Memes e Publicidade
Por: Melo Campos
Foi o zoologista
Richard Dawkins, de Oxford, que inventou o conceito de meme, no
seu livro «O Gene Egoísta» (The Selfish Gene, Oxford University
Press,1976). A «ciência dos memes» - a memética - procura
estender o paradigma da evolução Darwiniana à cultura.

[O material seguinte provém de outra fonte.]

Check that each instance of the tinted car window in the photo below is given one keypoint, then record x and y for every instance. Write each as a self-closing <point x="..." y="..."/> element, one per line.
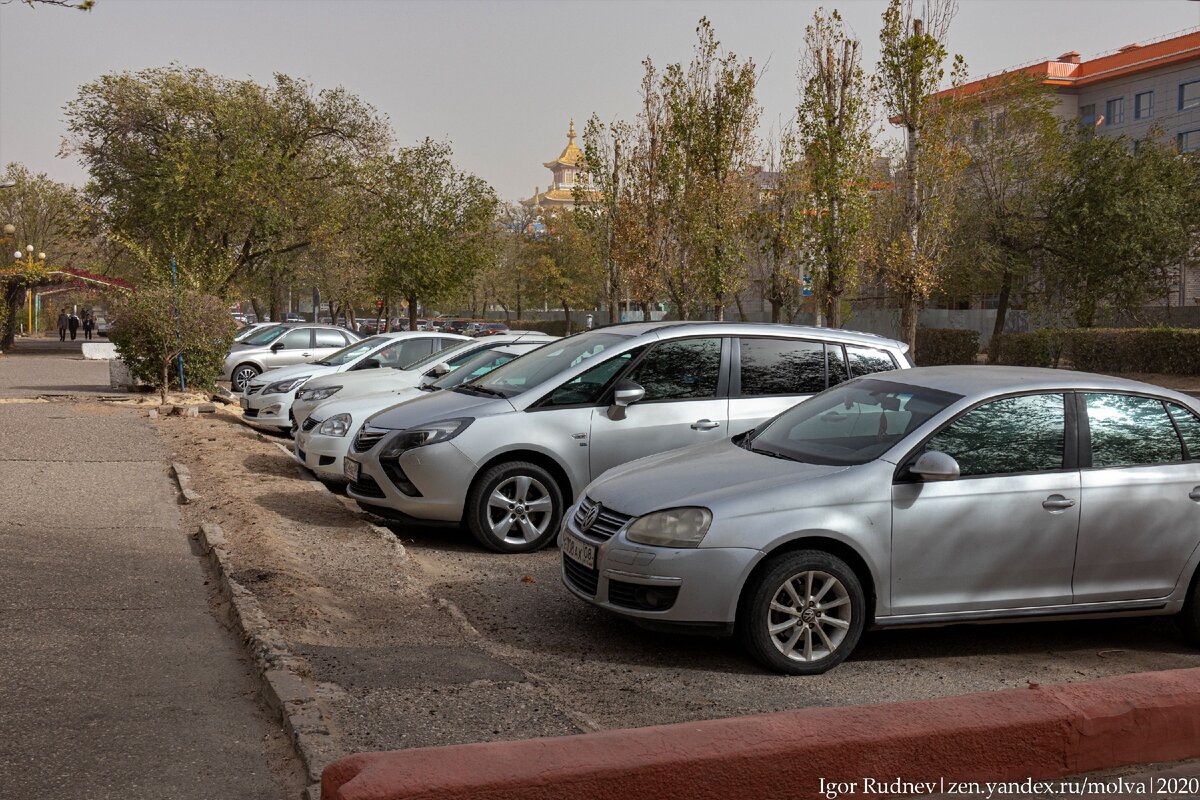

A replicação dos memes é um
aspecto central da evolução da cultura de mesmo modo que a dos
genes o é para a evolução dos organismos. Um meme é uma
unidade de informação que é portadora de um comportamento que
influencia os acontecimentos de tal modo que mais cópias de si
mesmo são criadas noutras mentes. O mecanismo de desseminação
dos memes tem que ver com a imitação.O nosso comportamento
global é ao mesmo tempo instintivo (dirigido por genes) e
aprendido (dirigido por memes). Os memes que se desseminam mais
facilmente e se tornam dominantes não são necessariamente os
mais benéficos. São os «mais aptos» para a replicação.

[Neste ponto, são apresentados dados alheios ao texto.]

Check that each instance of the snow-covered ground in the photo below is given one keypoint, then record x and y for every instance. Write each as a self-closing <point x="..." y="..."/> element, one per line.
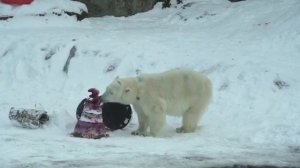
<point x="250" y="50"/>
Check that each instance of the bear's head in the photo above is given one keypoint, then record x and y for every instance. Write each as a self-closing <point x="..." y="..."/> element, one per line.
<point x="122" y="91"/>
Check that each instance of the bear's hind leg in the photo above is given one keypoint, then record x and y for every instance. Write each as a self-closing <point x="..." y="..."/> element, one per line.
<point x="157" y="122"/>
<point x="190" y="120"/>
<point x="143" y="123"/>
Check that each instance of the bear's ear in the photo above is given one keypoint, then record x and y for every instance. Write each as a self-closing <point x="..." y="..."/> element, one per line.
<point x="127" y="90"/>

Muitas vezes têm que ver com coisas como o perigo, a
alimentação e o sexo, o que faz com que accionem os nossos
«botões evolucionários» e sejamos forçados a prestar-lhes
atenção.
Os memes mais aptos podem, por isso,
acabar por nos distrair e afastar daquilo que na realidade
gostaríamos de fazer com a nossa vida. Tudo se passa de um modo
que parece resultar de uma Grande Conspiração secreta. Mas,
embora seja verdade que os senhores do marketing e da política
«conspiram» contra os nossos interesses, a maioria dos memes
prejudiciais parecem aparecer sem que haja propriamente
«culpados». São os memes mais virulentos que nos controlam a
todos, como se fossem entidades independentes de nós que se
aproveitam parasiticamente da nossa tendência inata para copiar
comportamentos.
E se um meme, «parasita» ou não,
é o resultado da evolução de uma comprida linhagem de
antepassados com sucesso, devemos esperar que seja bastante apto a
conseguir autoreplicar-se. É o caso da linguagem que evolui
porque tem ao mesmo tempo muita estabilidade e uma ligeira
possibilidade de mudança - os pré-requesitos para uma
evolução. Para já, os vírus dos computadores não evoluem mas,
no futuro, talvez comecem a fazê-lo também. E talvez alguns se
tornem úteis e «bons».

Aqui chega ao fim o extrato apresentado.